Eur J Clin Nutr. 1990 May;44(5):397-404.
In order to assess to what extent familial factors play a role in thermogenesis of obese individuals, the 3 h response to a 100 g glucose oral load was measured in 11 obese subjects (6 m, 5 f) with a familial history of obesity and/or obesity-non-insulin dependent diabetes mellitus (NIDDM, group A); these were compared to 9 obese subjects (5 m, 4 f) without familial history of these disorders (group B). All subjects had normal glucose tolerance and the two groups were comparable with respect to anthropometric features. The glucose-induced thermogenesis of group A (7.9 +/- 1.2 per cent) above preload energy expenditure was significantly lower (P less than 0.01) than that observed in group B (13.5 +/- 0.5 per cent). The same conclusions were obtained when the results were expressed as a percentage of the glucose load ingested (4.4 +/- 0.67 and 7.8 +/- 0.80 in group A and group B respectively, P less than 0.01). Despite these differences the pattern of change in glycaemia, insulinaemia, C-peptidaemia and glucagonaemia in response to the glucose load was the same between the two groups. Total glucose oxidation as well as non-oxidative glucose disposal did not differ between the two groups. These results seem to support the hypothesis that genetic factors may contribute to the low thermogenic response observed in some individuals with a familial history of obesity and/or obesity-NIDDM.

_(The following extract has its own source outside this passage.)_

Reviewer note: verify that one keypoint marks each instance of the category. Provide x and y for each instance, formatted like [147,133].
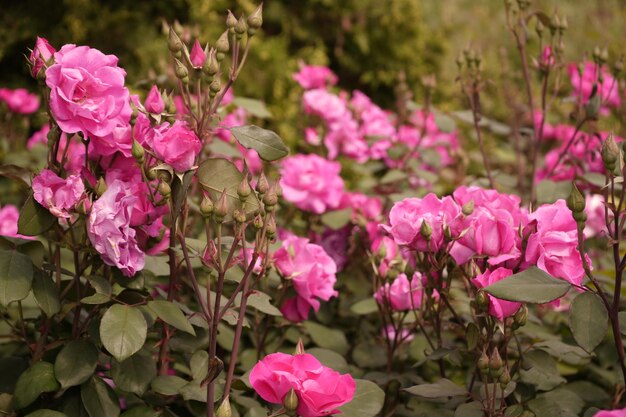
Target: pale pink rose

为了评估家族因素在肥胖个体产热过程中所起的作用程度,对11名有肥胖和/或肥胖型非胰岛素依赖型糖尿病(NIDDM,A组)家族史的肥胖受试者(6名男性,5名女性)进行了口服100克葡萄糖后3小时的反应测量;将这些受试者与9名无上述疾病家族史的肥胖受试者(5名男性,4名女性)(B组)进行比较。所有受试者糖耐量均正常,两组在人体测量特征方面具有可比性。A组葡萄糖诱导的产热(高于负荷前能量消耗的7.9±1.2%)显著低于B组(13.5±0.5%)(P<0.01)。当结果以摄入葡萄糖负荷的百分比表示时,也得出了相同的结论(A组和B组分别为4.4±0.67和7.8±0.80,P<0.01)。尽管存在这些差异,但两组对葡萄糖负荷的血糖、胰岛素血症、C肽血症和胰高血糖素血症的变化模式是相同的。两组之间的总葡萄糖氧化以及非氧化葡萄糖处理没有差异。这些结果似乎支持了这样一种假设,即遗传因素可能导致在一些有肥胖和/或肥胖型NIDDM家族史的个体中观察到的低产热反应。